The show wants to say something about Britain now. And given your films with Ken Loach, there was a political thread to your career early on. What’s it like being in a social-commentary drama about the UK now that you don’t live there any more?

Well, you know, I go back and forward between Glasgow and Vancouver. As the very beginning of the film says, it’s seven prime ministers later, eight innovation schemes later – has anything changed? And the answer is absolutely not. There’s been, it seems, 150 years of austerity in the UK with Conservative rule, and there’s a scar through the country because of that. And that was one of the reasons I was interested in doing it, because Simon Beaufoy is a wonderful writer. It’s political, but it doesn’t bang it on the head. It makes the point.
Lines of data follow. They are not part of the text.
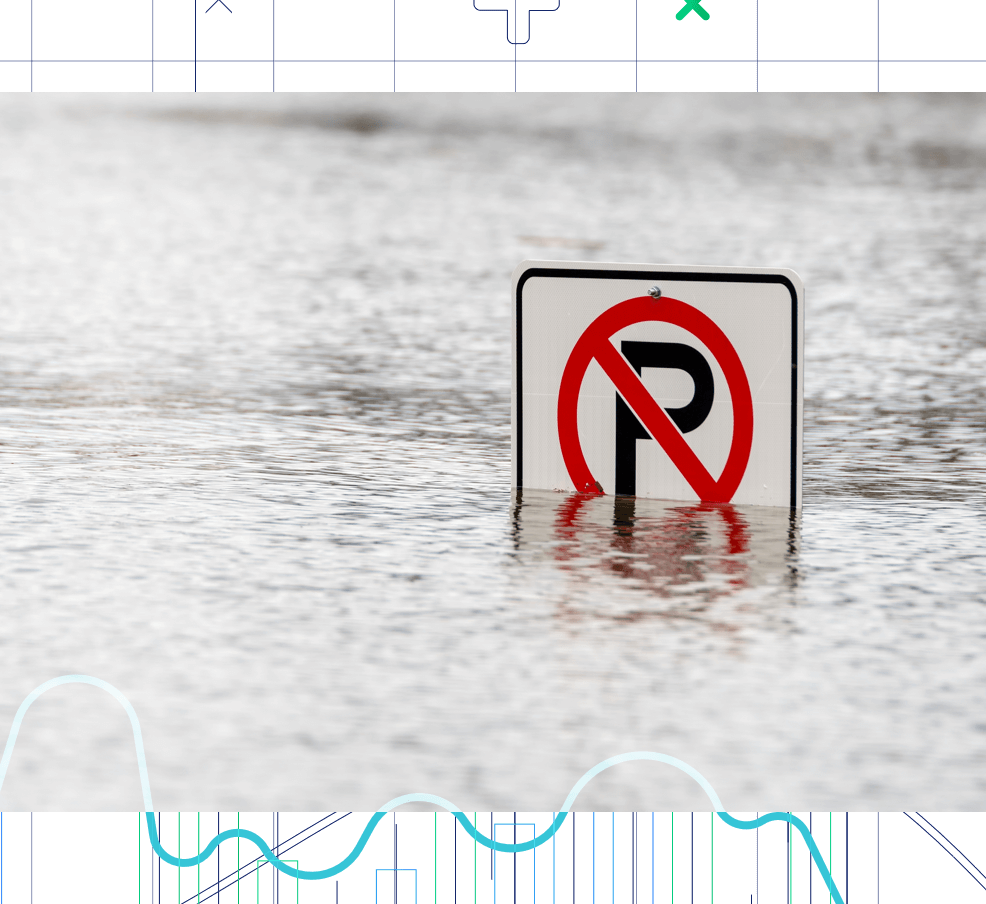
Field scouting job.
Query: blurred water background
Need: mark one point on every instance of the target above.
(255, 456)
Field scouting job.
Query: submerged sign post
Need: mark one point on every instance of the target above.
(680, 383)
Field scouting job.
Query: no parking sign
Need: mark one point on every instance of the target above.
(672, 383)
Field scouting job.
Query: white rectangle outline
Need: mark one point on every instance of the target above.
(606, 270)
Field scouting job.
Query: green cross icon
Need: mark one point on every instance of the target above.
(692, 6)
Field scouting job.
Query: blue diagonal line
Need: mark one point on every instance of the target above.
(952, 843)
(945, 849)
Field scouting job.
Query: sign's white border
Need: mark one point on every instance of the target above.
(604, 270)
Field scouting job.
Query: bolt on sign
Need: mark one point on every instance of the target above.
(679, 383)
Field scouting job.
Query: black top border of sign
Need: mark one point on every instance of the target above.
(681, 277)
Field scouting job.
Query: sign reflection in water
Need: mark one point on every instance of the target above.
(660, 559)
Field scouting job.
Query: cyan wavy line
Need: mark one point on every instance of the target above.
(498, 846)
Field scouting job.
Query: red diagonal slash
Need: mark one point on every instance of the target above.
(595, 343)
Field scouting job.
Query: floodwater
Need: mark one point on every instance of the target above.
(255, 456)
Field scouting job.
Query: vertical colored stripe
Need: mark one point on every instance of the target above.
(612, 857)
(830, 853)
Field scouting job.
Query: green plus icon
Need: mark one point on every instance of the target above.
(692, 6)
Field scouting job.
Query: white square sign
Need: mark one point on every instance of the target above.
(680, 383)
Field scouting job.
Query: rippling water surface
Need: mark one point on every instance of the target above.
(255, 456)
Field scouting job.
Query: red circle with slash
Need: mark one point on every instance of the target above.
(595, 343)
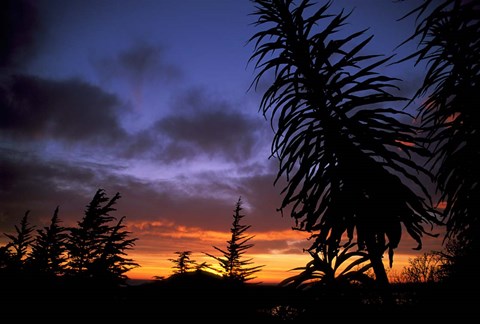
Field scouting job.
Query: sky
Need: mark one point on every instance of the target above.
(151, 99)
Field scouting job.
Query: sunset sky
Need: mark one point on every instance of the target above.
(150, 99)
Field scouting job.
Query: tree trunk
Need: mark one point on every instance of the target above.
(383, 285)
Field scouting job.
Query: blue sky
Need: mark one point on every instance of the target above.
(150, 99)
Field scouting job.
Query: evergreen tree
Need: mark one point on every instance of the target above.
(48, 255)
(113, 262)
(20, 243)
(233, 264)
(96, 249)
(183, 264)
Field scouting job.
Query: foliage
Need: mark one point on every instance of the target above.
(96, 249)
(428, 267)
(183, 264)
(233, 264)
(48, 255)
(330, 268)
(113, 263)
(341, 144)
(449, 37)
(19, 243)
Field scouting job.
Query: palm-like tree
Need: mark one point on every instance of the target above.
(331, 269)
(449, 37)
(340, 143)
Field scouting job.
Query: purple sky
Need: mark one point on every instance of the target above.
(149, 99)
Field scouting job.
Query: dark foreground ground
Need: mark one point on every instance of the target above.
(204, 298)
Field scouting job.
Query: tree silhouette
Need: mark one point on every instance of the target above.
(340, 144)
(48, 255)
(233, 264)
(20, 243)
(113, 263)
(330, 269)
(96, 249)
(448, 33)
(428, 267)
(183, 264)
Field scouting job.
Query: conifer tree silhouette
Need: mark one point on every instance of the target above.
(233, 264)
(20, 243)
(48, 255)
(96, 249)
(113, 262)
(183, 264)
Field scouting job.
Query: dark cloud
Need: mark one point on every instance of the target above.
(140, 63)
(20, 32)
(67, 110)
(202, 125)
(30, 182)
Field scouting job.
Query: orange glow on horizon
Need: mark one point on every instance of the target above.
(277, 267)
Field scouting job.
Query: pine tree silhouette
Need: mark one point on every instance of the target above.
(233, 264)
(183, 264)
(20, 243)
(96, 249)
(48, 257)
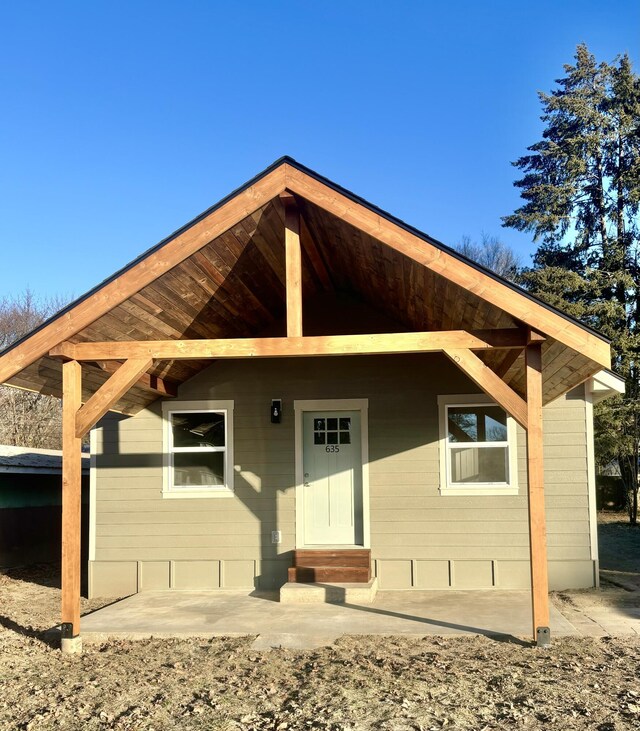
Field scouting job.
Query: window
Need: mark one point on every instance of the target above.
(198, 449)
(478, 447)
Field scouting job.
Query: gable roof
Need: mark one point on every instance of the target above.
(222, 276)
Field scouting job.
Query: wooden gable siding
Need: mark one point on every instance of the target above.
(228, 280)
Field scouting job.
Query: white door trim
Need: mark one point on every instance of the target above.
(361, 405)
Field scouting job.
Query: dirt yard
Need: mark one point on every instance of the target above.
(358, 683)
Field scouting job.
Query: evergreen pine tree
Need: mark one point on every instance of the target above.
(581, 193)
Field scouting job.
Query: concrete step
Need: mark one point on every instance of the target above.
(329, 593)
(329, 574)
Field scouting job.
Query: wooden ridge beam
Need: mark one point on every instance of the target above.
(109, 393)
(411, 342)
(142, 273)
(471, 279)
(490, 383)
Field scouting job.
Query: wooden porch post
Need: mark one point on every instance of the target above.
(71, 506)
(535, 473)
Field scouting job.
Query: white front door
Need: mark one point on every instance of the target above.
(332, 478)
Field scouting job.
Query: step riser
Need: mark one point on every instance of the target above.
(339, 574)
(355, 559)
(329, 594)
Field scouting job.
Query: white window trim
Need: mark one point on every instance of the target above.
(481, 488)
(168, 491)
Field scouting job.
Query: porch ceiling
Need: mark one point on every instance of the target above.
(234, 287)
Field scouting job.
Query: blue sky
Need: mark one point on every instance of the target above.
(121, 121)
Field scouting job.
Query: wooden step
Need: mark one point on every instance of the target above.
(357, 557)
(329, 574)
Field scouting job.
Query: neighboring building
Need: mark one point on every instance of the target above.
(30, 504)
(402, 377)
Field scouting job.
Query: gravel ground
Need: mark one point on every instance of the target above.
(357, 683)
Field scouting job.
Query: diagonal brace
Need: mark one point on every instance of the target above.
(109, 393)
(490, 383)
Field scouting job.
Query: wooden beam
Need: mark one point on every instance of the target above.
(293, 346)
(71, 499)
(535, 473)
(510, 358)
(142, 273)
(147, 382)
(469, 278)
(109, 393)
(490, 383)
(293, 256)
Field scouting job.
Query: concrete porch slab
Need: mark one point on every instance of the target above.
(222, 613)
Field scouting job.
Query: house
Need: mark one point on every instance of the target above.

I’ve done two films with Ken and a couple of others that were social-commentary films … I enjoy that world. Low-budget independent stuff has always been what I am about. The interesting thing about these eight episodes [is that] back in the 90s, they could have been eight indie films. But we don’t really make those kinds of films any more. I can’t remember the last UK film that focused on a working-class subject.

Is there another 1990s character you want to revive? Hamish Macbeth [the Highlands constable he played in the show of the same name], perhaps?

Ha ha. You’ve got to draw a line somewhere.

The Full Monty, Disney+ from June 14.